Having thus dispensed with induction/introduction, the new employee is put to work – the only difficulty is that he is rarely told “what his work is.” “What is there to tell ?” is the first reaction we get from most HR Managers ; “if he is a sales manager, he is supposed to sell, if he is a production manage he is supposed to produce,” and so on.
In other words, designation becomes a substitute for Job Responsibilities ! So for the first few days, the new employee is totally lost as to how he has to spend all eight hours. Thereafter, as the tasks are assigned to him and he starts carrying them out, he discovers that “the way of working” here is quite different from that of his previous organisation. But nobody specifically guides him on “the way of working here”; as a result he bumbles along, making some lucky guesses, but mostly fouling up till he realises himself or somebody instructs him – don’t you know how this is done? Gradually, this person settles down and learns the ropes, but clearly since nobody has told him or guided him, he does not know every twist and turn of the rope and naturally, therefore, many times, gets entangled in it. Very soon he discovers that he has mastered (reasonably well, the way of working here). He is now comfortable and more assured and finds that he is doing well what he is supposed to do since he is experienced in this area, which is why he was selected for the first place and further learns how to do these things as per the new organisation’s style.

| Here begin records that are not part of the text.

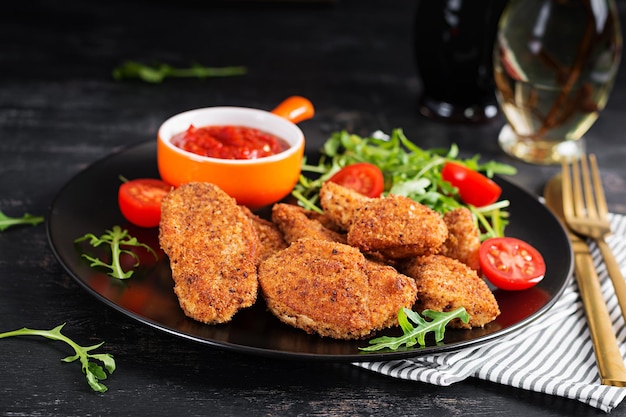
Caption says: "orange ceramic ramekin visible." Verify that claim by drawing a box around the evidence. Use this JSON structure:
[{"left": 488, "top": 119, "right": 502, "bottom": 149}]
[{"left": 157, "top": 97, "right": 313, "bottom": 209}]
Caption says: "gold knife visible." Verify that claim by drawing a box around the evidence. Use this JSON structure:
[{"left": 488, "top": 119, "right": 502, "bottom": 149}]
[{"left": 543, "top": 174, "right": 626, "bottom": 387}]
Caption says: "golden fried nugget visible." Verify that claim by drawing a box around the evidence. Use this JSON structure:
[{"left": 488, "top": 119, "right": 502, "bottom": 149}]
[
  {"left": 272, "top": 203, "right": 346, "bottom": 243},
  {"left": 439, "top": 207, "right": 480, "bottom": 271},
  {"left": 348, "top": 195, "right": 448, "bottom": 259},
  {"left": 239, "top": 206, "right": 287, "bottom": 260},
  {"left": 259, "top": 239, "right": 416, "bottom": 339},
  {"left": 159, "top": 183, "right": 260, "bottom": 324},
  {"left": 320, "top": 181, "right": 370, "bottom": 230},
  {"left": 401, "top": 255, "right": 500, "bottom": 329}
]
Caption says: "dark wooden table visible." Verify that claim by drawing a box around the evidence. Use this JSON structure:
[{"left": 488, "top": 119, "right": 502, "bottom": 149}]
[{"left": 0, "top": 0, "right": 626, "bottom": 417}]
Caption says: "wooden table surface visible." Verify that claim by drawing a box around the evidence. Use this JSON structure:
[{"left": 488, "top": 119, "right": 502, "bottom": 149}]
[{"left": 0, "top": 0, "right": 626, "bottom": 417}]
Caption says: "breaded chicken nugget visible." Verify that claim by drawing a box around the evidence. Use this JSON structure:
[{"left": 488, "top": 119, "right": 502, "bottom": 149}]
[
  {"left": 439, "top": 207, "right": 480, "bottom": 271},
  {"left": 401, "top": 255, "right": 500, "bottom": 329},
  {"left": 259, "top": 239, "right": 416, "bottom": 339},
  {"left": 348, "top": 195, "right": 448, "bottom": 259},
  {"left": 239, "top": 206, "right": 287, "bottom": 260},
  {"left": 320, "top": 181, "right": 370, "bottom": 230},
  {"left": 272, "top": 203, "right": 346, "bottom": 243},
  {"left": 159, "top": 183, "right": 260, "bottom": 324}
]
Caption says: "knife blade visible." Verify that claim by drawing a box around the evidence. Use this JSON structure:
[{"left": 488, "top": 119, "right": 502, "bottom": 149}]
[{"left": 543, "top": 174, "right": 626, "bottom": 387}]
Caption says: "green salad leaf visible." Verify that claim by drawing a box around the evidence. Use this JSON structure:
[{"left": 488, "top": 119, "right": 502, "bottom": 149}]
[
  {"left": 292, "top": 129, "right": 516, "bottom": 239},
  {"left": 74, "top": 226, "right": 159, "bottom": 279},
  {"left": 359, "top": 307, "right": 469, "bottom": 352},
  {"left": 0, "top": 323, "right": 115, "bottom": 392},
  {"left": 0, "top": 211, "right": 44, "bottom": 232},
  {"left": 113, "top": 61, "right": 247, "bottom": 84}
]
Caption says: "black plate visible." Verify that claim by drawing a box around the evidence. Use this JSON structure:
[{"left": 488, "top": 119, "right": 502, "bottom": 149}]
[{"left": 47, "top": 142, "right": 572, "bottom": 361}]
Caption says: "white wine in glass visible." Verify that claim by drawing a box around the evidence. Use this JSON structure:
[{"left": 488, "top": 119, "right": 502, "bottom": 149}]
[{"left": 494, "top": 0, "right": 622, "bottom": 164}]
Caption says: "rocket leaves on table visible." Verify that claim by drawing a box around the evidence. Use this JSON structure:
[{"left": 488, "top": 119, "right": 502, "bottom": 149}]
[
  {"left": 0, "top": 323, "right": 115, "bottom": 392},
  {"left": 113, "top": 61, "right": 247, "bottom": 84},
  {"left": 359, "top": 307, "right": 469, "bottom": 352},
  {"left": 292, "top": 129, "right": 516, "bottom": 240},
  {"left": 0, "top": 211, "right": 44, "bottom": 232},
  {"left": 74, "top": 226, "right": 159, "bottom": 279}
]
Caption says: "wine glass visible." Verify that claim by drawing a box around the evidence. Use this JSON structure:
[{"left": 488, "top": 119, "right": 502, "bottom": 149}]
[{"left": 494, "top": 0, "right": 622, "bottom": 164}]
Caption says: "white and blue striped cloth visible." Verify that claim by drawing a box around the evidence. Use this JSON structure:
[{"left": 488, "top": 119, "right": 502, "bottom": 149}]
[{"left": 355, "top": 214, "right": 626, "bottom": 412}]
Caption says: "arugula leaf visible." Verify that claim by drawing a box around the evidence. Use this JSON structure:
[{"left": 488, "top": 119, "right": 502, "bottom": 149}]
[
  {"left": 113, "top": 61, "right": 247, "bottom": 84},
  {"left": 0, "top": 211, "right": 44, "bottom": 232},
  {"left": 292, "top": 129, "right": 516, "bottom": 240},
  {"left": 74, "top": 226, "right": 159, "bottom": 279},
  {"left": 359, "top": 307, "right": 469, "bottom": 352},
  {"left": 0, "top": 323, "right": 115, "bottom": 392}
]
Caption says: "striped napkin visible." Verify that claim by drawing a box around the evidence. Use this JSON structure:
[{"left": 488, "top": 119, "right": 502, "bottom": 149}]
[{"left": 354, "top": 214, "right": 626, "bottom": 413}]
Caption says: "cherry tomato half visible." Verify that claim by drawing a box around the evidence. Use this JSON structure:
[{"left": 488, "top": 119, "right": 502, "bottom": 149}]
[
  {"left": 479, "top": 237, "right": 546, "bottom": 290},
  {"left": 117, "top": 178, "right": 172, "bottom": 227},
  {"left": 328, "top": 162, "right": 385, "bottom": 197},
  {"left": 441, "top": 162, "right": 502, "bottom": 207}
]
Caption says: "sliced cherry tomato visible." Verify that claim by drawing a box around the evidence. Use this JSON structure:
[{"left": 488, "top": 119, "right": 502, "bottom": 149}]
[
  {"left": 441, "top": 162, "right": 502, "bottom": 207},
  {"left": 479, "top": 237, "right": 546, "bottom": 290},
  {"left": 117, "top": 178, "right": 172, "bottom": 227},
  {"left": 328, "top": 162, "right": 385, "bottom": 197}
]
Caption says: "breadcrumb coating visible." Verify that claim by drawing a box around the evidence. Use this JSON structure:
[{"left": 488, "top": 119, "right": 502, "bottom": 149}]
[{"left": 159, "top": 183, "right": 260, "bottom": 324}]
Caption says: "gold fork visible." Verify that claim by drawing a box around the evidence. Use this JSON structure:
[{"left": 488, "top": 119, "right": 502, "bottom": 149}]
[{"left": 561, "top": 154, "right": 626, "bottom": 320}]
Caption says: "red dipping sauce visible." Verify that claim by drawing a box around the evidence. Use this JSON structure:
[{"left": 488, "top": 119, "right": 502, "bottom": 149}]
[{"left": 171, "top": 125, "right": 289, "bottom": 159}]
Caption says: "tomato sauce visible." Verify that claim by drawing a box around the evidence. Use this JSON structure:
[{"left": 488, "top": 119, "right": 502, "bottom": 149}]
[{"left": 171, "top": 125, "right": 289, "bottom": 159}]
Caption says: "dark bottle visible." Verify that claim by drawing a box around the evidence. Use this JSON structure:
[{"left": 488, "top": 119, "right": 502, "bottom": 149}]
[{"left": 414, "top": 0, "right": 506, "bottom": 123}]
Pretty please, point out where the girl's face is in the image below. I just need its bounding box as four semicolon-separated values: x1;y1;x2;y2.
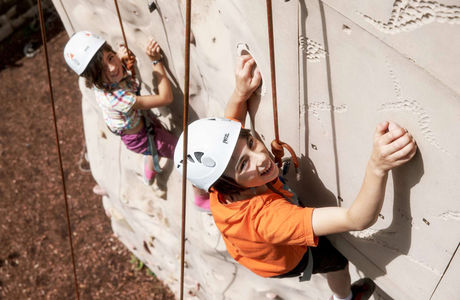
227;135;278;188
102;51;124;83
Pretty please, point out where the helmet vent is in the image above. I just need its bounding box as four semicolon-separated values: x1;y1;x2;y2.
193;152;204;163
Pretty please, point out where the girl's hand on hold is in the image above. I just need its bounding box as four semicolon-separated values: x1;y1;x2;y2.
117;44;136;70
145;40;162;60
235;55;262;101
370;121;417;175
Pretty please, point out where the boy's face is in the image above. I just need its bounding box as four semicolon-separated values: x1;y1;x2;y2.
227;135;278;187
102;51;124;83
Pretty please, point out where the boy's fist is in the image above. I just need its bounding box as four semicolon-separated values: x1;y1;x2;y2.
145;40;162;60
235;55;262;101
370;121;417;175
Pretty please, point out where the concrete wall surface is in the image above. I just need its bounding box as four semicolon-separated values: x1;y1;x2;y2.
53;0;460;300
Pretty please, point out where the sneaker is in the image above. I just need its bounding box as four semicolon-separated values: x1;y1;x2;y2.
143;155;157;185
351;278;375;300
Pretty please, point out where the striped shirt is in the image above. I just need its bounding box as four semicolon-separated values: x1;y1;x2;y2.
94;75;141;133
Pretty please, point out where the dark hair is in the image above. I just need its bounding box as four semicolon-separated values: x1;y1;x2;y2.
81;43;116;90
211;128;251;195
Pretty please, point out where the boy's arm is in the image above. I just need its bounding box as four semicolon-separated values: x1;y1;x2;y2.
312;122;417;236
133;40;173;109
224;55;261;126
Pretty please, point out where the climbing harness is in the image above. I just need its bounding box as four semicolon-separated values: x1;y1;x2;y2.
266;0;299;171
37;0;80;300
146;110;163;173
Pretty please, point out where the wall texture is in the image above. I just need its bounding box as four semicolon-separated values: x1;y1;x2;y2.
49;0;460;300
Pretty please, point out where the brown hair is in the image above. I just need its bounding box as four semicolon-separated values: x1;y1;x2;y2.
211;128;251;195
81;43;116;90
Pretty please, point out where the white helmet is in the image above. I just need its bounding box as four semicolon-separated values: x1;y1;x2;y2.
174;118;241;191
64;31;105;75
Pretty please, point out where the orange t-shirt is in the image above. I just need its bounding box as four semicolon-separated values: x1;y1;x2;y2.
210;179;318;277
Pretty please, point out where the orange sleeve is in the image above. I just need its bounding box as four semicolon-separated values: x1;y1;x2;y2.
254;199;318;246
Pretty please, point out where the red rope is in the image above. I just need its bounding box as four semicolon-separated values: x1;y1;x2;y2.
267;0;299;169
113;0;136;78
179;0;192;300
37;0;80;300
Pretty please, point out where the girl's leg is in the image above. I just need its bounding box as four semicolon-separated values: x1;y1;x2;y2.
326;265;351;299
144;155;156;185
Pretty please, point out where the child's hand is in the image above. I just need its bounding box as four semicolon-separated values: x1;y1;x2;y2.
145;40;162;60
117;44;136;70
370;121;417;175
235;55;262;101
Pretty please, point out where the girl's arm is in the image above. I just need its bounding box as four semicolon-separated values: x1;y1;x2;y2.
312;122;417;236
224;55;262;127
133;40;173;109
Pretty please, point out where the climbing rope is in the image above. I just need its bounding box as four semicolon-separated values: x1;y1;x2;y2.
179;0;192;300
37;0;80;300
267;0;299;170
113;0;136;78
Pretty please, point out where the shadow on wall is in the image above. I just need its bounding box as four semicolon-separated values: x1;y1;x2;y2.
346;150;424;278
298;1;424;279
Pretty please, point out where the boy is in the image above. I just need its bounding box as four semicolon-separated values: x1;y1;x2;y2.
174;56;417;300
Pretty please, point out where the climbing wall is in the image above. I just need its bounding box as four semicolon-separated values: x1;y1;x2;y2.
53;0;460;300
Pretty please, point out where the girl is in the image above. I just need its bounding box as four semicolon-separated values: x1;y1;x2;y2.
64;31;209;209
174;56;417;300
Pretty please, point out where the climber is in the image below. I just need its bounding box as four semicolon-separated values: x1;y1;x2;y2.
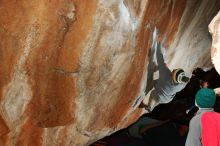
185;88;220;146
139;40;189;112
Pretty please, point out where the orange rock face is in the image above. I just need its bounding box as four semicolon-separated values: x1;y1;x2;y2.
0;0;220;146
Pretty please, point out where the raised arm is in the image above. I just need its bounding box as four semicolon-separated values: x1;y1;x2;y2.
156;43;168;71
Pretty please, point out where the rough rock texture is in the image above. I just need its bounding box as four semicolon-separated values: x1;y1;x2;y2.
209;12;220;74
0;0;220;146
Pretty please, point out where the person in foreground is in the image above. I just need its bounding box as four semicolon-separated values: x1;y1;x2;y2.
185;88;220;146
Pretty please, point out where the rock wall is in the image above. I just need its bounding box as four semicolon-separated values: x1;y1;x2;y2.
209;12;220;74
0;0;220;146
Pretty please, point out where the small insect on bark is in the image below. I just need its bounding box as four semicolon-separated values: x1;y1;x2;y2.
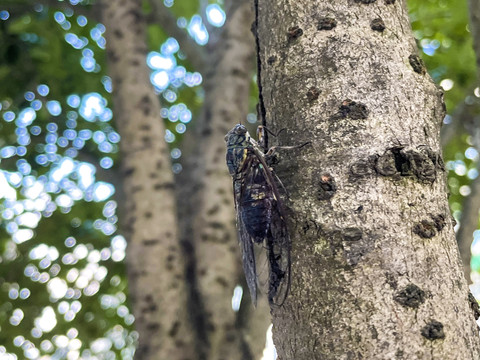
225;124;292;306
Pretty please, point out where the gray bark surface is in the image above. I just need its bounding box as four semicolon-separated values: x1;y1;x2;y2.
179;1;270;360
103;0;195;360
255;0;480;360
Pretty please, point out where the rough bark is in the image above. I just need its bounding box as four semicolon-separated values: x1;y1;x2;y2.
103;0;194;360
179;1;270;360
256;0;480;360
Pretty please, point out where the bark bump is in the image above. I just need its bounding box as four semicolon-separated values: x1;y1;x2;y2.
408;54;427;75
287;26;303;41
370;18;385;32
420;320;445;340
307;86;320;103
317;17;337;30
333;99;369;120
393;284;425;308
317;173;337;200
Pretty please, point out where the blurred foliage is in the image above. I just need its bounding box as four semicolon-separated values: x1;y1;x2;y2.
408;0;480;268
0;0;480;360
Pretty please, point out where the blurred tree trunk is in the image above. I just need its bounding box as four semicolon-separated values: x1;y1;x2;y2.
103;0;195;360
457;0;480;282
255;0;480;360
178;0;270;360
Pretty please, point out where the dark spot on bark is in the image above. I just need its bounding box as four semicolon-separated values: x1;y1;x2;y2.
250;20;257;38
413;220;437;239
430;214;447;231
333;99;368;120
317;174;337;200
168;321;180;337
393;284;425;308
374;147;441;182
468;292;480;320
147;323;160;331
317;17;337;30
207;205;220;216
385;272;398;289
153;182;175;190
408;54;427;75
287;26;303;41
208;221;225;229
375;150;398;176
421;320;445;340
402;148;437;183
215;276;228;288
131;185;143;194
142;239;159;246
370;18;385;32
123;168;135;177
225;331;237;343
342;228;362;241
307;86;320;102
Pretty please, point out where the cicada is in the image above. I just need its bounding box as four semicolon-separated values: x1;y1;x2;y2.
225;124;291;306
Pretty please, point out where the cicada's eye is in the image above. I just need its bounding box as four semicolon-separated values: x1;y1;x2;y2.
235;124;247;135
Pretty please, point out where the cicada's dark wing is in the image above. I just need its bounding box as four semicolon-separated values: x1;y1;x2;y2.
254;148;291;306
237;211;257;306
234;150;274;305
265;204;291;306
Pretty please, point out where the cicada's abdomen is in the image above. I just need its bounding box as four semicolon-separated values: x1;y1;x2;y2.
239;157;275;243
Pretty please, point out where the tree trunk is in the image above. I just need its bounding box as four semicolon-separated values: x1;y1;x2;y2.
255;0;480;360
103;0;194;360
179;0;270;360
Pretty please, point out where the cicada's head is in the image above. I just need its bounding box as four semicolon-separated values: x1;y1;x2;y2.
225;124;250;147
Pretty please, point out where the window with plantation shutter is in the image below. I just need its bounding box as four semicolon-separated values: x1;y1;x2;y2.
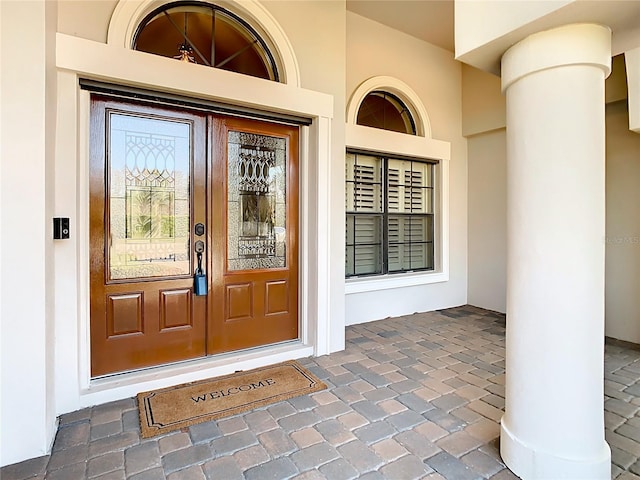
345;152;434;277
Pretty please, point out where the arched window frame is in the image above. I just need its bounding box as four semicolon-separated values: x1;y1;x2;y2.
107;0;300;87
345;76;451;295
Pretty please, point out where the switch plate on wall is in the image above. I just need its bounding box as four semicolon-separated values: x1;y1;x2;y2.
53;217;69;240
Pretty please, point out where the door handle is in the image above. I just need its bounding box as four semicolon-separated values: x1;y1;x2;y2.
193;240;208;296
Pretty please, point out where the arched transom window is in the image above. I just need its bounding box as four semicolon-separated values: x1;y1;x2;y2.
356;90;416;135
133;2;280;82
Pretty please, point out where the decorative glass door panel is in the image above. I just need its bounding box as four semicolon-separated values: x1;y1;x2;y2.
227;132;287;270
89;95;298;377
209;118;298;352
107;112;191;280
89;96;207;376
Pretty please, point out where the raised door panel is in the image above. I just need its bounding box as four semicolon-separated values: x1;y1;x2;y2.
209;118;298;353
89;96;207;377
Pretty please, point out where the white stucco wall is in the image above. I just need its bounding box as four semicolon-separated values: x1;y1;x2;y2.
342;12;467;324
605;100;640;343
0;1;56;465
468;128;507;313
0;0;345;465
462;55;640;334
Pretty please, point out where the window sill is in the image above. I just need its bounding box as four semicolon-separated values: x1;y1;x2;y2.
345;272;449;295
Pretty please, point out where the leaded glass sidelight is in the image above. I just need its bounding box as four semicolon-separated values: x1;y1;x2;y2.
107;112;191;280
227;131;287;270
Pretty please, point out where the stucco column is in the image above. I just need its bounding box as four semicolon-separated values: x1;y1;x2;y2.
500;24;611;480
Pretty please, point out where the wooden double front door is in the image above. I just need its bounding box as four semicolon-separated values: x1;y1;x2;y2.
90;95;298;377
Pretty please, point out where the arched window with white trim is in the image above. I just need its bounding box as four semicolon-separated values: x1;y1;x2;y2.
345;77;450;293
133;1;279;81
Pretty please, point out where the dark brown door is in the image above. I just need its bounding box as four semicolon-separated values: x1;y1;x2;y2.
90;96;298;377
208;118;298;353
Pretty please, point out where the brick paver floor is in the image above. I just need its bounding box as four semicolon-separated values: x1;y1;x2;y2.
0;306;640;480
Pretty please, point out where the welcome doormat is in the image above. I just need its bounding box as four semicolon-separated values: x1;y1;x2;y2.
138;361;327;438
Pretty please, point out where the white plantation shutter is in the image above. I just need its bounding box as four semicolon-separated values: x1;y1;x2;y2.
346;153;434;276
346;155;382;275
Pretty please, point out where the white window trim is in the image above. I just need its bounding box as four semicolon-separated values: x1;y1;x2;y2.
345;77;451;295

It is only after some time that the realisation dawns on him that he is only doing more of the same – the same that he was doing earlier. The organisation could be least bothered because it only wanted him to do the same thing which was done by the previous incumbent. So much for “talent” development !
In such circumstances, youngsters get impatient quickly and if they do not find that they are learning something new, they immediately start thinking of leaving and eventually do. Older employees cannot leave so easily, primarily because of lack of economic mobility and family constraints and, hence, start getting bored, frustrated and eventually depressed. What exactly is the HR Manager doing all this while ?
He does not do recruitment because he has efficiently outsourced it. He does not do management development because there is no need for it. He does not do counselling or grievance redressal because it is best not to ask people what are their difficulties as they will make an endless list. With these mundane matters of attracting, retaining and developing people (o, sorry, talent) disposed, off the HR Manager is free to build his own empire. He dangles carrots and also threatens employees with the performance redressal system and continuously interacts with professional colleagues in other companies regarding salary levels and tax saving perquisites. Whenever he is free from this, which really takes up very little time, he continuously searches for a new job for himself !. Is it any surprise, therefore, that the HR Manager is not exactly a popular person in his organisation?
It is for HR Managers to honestly and conscientiously reflect about what they are really doing to develop Human Resources in their organisation and see that they discharge this responsibility in their organisation by making a change of priority in the work “that they actually do” vis-à-vis “what they are supposed to do.”
I would therefore urge the HR Managers to carry out an honest introspection and address this issue, since it is axiomatic that people (not talent) are the true assets of any organisation. It is necessary that we consider them as such and act accordingly.